5 Myths About The BMI That You Should Stop Believing Immediately
The Body Mass Index is a measure of body interpretation, which takes the weight and height of a person, to decide how thin or obese it is.
Although almost everyone understands that the BMI is an approximate measure (conditioned by age, sex and other factors), there are those who have a blind faith in it, without knowing how relative it can be if we take it as a reference for our health in general.
To understand why this happens, we have to understand that accepting that we associate too much with fatness with lack of health. We do not say that obesity is healthy, but in reality there is no evidence that fatness is a determining cause of diseases such as diabetes and related diseases.
All this makes interpreting the BMI so difficult, and so many myths arise that we must identify.
5 Myths about the BMI that we should stop believing
1.A low BMI guarantees a healthy life
The fat, as already said, is associated with diseases and conditions such as diabetes type 2, high blood pressure or high cholesterol. This should mean that a good BMI is a guarantee of good health. It should be like that, but it’s not that simple.

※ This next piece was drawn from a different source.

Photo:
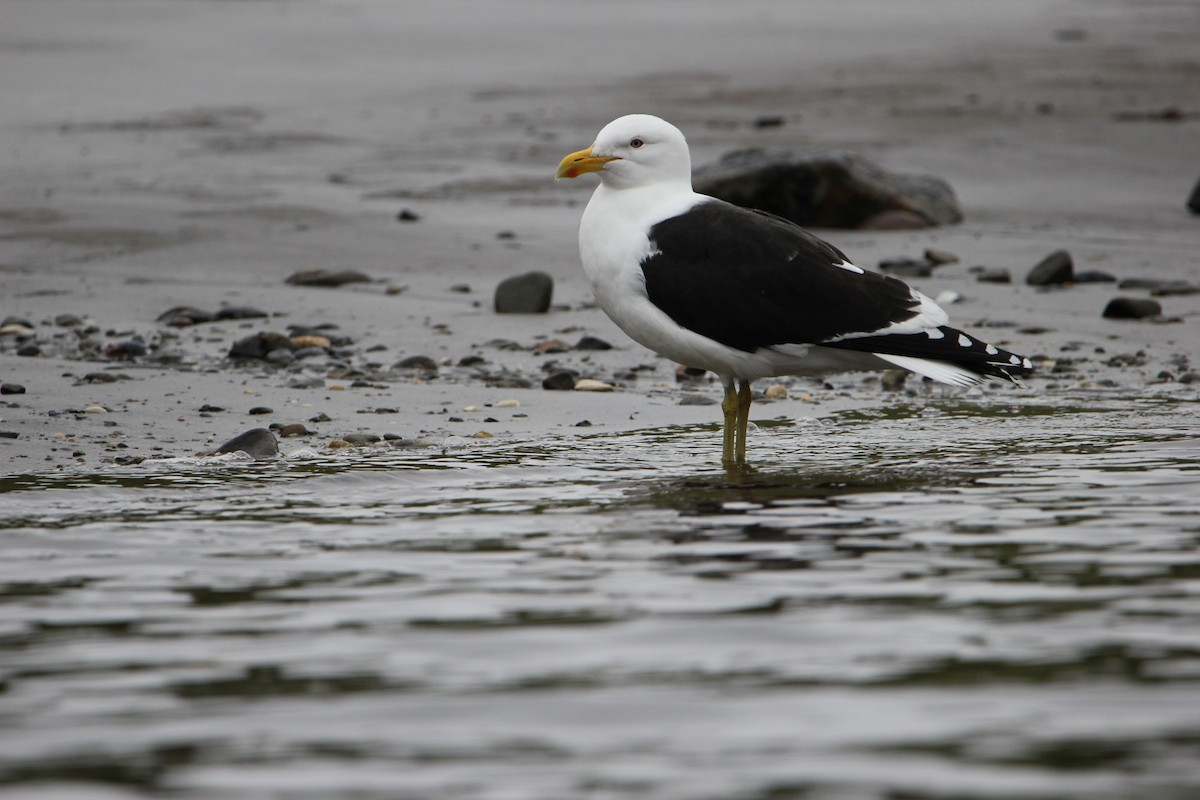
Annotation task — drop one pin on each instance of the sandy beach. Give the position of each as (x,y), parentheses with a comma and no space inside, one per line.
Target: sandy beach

One study took the cases of 40,000 people, to analyze if there was a relationship between BMI and general health. The study found that many people in the “obese” category did not really have diseases associated with obesity.
This prejudice also tends to play the other way around, as many doctors tend not to analyze “thin” people for diseases such as diabetes, so many patients do not usually receive treatment on time.
2.Having a high BMI increases the risk of heart attacks
Obesity is related to high blood pressure, respiratory problems and heart conditions, but the question is: does this make obesity the cause of these conditions?
One study followed 4,046 pairs of identical twins, with different levels of BMI, for 12 years. During that time, the high BMI group reported 203 heart attacks and 503 deaths, while the low BMI group had 209 heart attacks and 633 deaths. While it is an isolated study, it is significant to see how this myth is breached.
3.Eating healthy and exercising guarantee a low BMI
Gaining weight is not always bad. Many times, we eat well and have a constant training routine, but our weight increases because we gain muscle, which is actually heavier than fat. This is not bad at all.
However, in terms of BMI, there are many doctors who continue to censor patients with a high body weight, despite the fact that it is accompanied by a balanced diet and constant exercise.
4.You are only healthy when your BMI is between 19 and 25
Let’s review the measures:
- If your BMI is less than 18.5, you are below normal weight.
- If it is between 18.5 and 24.9, you are in a normal range.
- If you are between 25 and 29.9, you are overweight.
- If your BMI is 30 or more, you are obese.
This means that being in the range of 18.5 and 24.9, is the golden goal that guarantees better health and look thin, right? It should be like that, but no.
The truth is that this measure is still a bit narrow, and research over the years has shown that those who insist the medical world in maintaining them, are the same companies that create drugs to lose weight.
5.The BMI is a complete health measure
This last myth encompasses all the others, but it is still useful to point out that the BMI measurement bases do not take into account real health criteria , but only the numbers that appear on the scale.
In fact, focusing too much on the BMI makes doctors see patients through very simple abstractions, which prevents them from concentrating on the characteristics of each individual’s health.
The best thing is that both patients and doctors who examine them always remember that there are no studies that link in a decisive way weight with diseases. You have to take this measure simply as an aesthetic reference or something more or less approximate, never as something definitive.